“For this is a statute for Israel, a law of the God of Jacob.”
After choosing His people, God established laws to govern their behavior. There were moral laws and social laws, as well as ceremonial laws. All of which, when followed, would serve to benefit the individual, as well as the nation.
The Psalmist draws our attention to a particular set of laws that had to do with worship. “Sing aloud to God our strength; make a joyful shout to the God of Jacob. Raise a song and strike the timbrel, the pleasant harp with the lute. Blow the trumpet at the time of the New Moon, at the full moon, on our solemn feast day.” Psalm 81:1-3
Instead of laws that forbid religious assembly in public places, their laws required it. They were commanded to worship, and to worship loudly. Why? Why does God require His people to worship? We know it has something to do with God. He is, after all, worthy of praise. Just being God, and being exalted above the heavens, demands our highest praise. But I believe, it has at least as much to do with us. There are great benefits derived from taking time for private and corporate worship. Perhaps the greatest benefit is what it does to our perspective.

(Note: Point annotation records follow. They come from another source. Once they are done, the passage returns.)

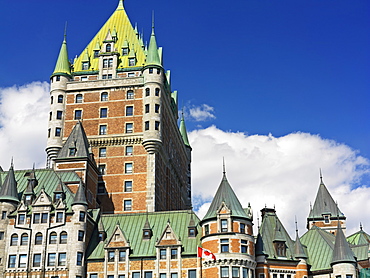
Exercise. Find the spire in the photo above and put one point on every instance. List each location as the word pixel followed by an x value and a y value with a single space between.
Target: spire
pixel 183 131
pixel 62 66
pixel 9 191
pixel 342 252
pixel 80 198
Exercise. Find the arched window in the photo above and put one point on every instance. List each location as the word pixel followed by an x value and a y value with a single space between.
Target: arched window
pixel 63 238
pixel 24 239
pixel 53 238
pixel 38 239
pixel 14 240
pixel 79 98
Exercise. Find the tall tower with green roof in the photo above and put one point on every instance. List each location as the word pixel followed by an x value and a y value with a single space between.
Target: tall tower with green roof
pixel 122 94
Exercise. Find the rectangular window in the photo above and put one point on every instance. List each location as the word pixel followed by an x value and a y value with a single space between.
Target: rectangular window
pixel 102 130
pixel 62 258
pixel 129 110
pixel 103 112
pixel 129 128
pixel 79 258
pixel 102 152
pixel 36 260
pixel 128 186
pixel 51 259
pixel 12 261
pixel 127 205
pixel 128 168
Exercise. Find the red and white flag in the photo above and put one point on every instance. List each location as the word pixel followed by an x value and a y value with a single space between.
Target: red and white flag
pixel 204 253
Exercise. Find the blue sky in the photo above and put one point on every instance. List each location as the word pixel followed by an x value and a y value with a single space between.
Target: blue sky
pixel 254 66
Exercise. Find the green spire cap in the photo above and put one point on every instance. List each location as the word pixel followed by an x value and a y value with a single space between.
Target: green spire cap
pixel 62 66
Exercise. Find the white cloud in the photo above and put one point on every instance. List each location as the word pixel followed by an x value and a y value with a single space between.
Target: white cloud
pixel 202 113
pixel 23 125
pixel 281 172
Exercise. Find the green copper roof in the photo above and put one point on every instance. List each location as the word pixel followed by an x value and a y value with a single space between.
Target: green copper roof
pixel 121 25
pixel 183 132
pixel 62 66
pixel 225 194
pixel 132 225
pixel 324 204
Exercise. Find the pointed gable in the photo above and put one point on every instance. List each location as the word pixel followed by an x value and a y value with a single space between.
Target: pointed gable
pixel 225 194
pixel 77 141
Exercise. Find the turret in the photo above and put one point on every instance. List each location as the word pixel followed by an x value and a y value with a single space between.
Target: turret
pixel 58 86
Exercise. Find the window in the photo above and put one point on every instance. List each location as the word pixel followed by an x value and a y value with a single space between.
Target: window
pixel 81 235
pixel 128 186
pixel 59 115
pixel 51 259
pixel 192 273
pixel 235 272
pixel 224 272
pixel 14 240
pixel 122 256
pixel 24 239
pixel 104 96
pixel 173 254
pixel 129 150
pixel 79 258
pixel 79 98
pixel 21 219
pixel 81 217
pixel 224 245
pixel 223 225
pixel 101 169
pixel 102 130
pixel 38 239
pixel 53 238
pixel 130 94
pixel 127 205
pixel 60 217
pixel 36 260
pixel 102 152
pixel 63 238
pixel 44 218
pixel 162 254
pixel 129 127
pixel 111 256
pixel 242 228
pixel 128 168
pixel 62 258
pixel 12 261
pixel 103 112
pixel 78 114
pixel 129 110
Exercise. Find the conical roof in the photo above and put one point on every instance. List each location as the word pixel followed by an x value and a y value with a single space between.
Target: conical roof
pixel 324 204
pixel 225 194
pixel 78 140
pixel 62 66
pixel 9 191
pixel 342 252
pixel 120 23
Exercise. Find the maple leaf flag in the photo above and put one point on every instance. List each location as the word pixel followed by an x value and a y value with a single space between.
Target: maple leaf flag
pixel 204 253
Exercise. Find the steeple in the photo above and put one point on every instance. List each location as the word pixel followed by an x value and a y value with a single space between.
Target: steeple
pixel 9 191
pixel 62 66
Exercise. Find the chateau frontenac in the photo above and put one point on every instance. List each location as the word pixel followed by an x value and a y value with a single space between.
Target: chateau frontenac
pixel 114 200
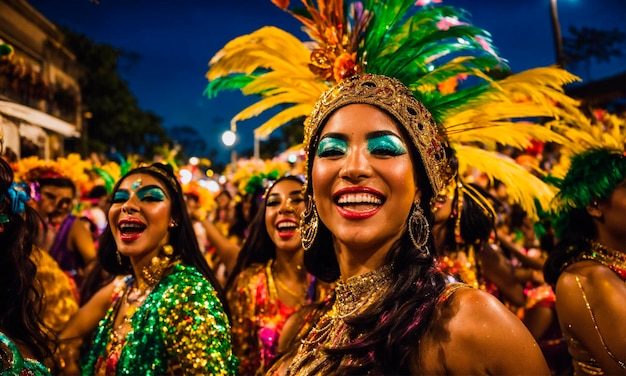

Too often, we see God in light of our problems. When we come face to face with a trial, perhaps an illness or a financial burden, we often become overwhelmed by the sheer fact that it is bigger than we can handle. We focus our attention on the problem, and it seems to grow larger and larger. Before we know it, we are consumed with worry, doubt, and anxiety. We can’t sleep, become irritable, and lose our appetite. It is even possible to begin to pray about the problem, only to find that after praying, we are more anxious than when we began. The solution is worship. When we take our eyes off of the problem and place them fully upon the Lord, our perspective changes. We no longer see our trials as something so much bigger than ourselves, but we see God as so much bigger than our trials. A healthy dose of the power, majesty, love, mercy, and provision of God, is the antidote to worry.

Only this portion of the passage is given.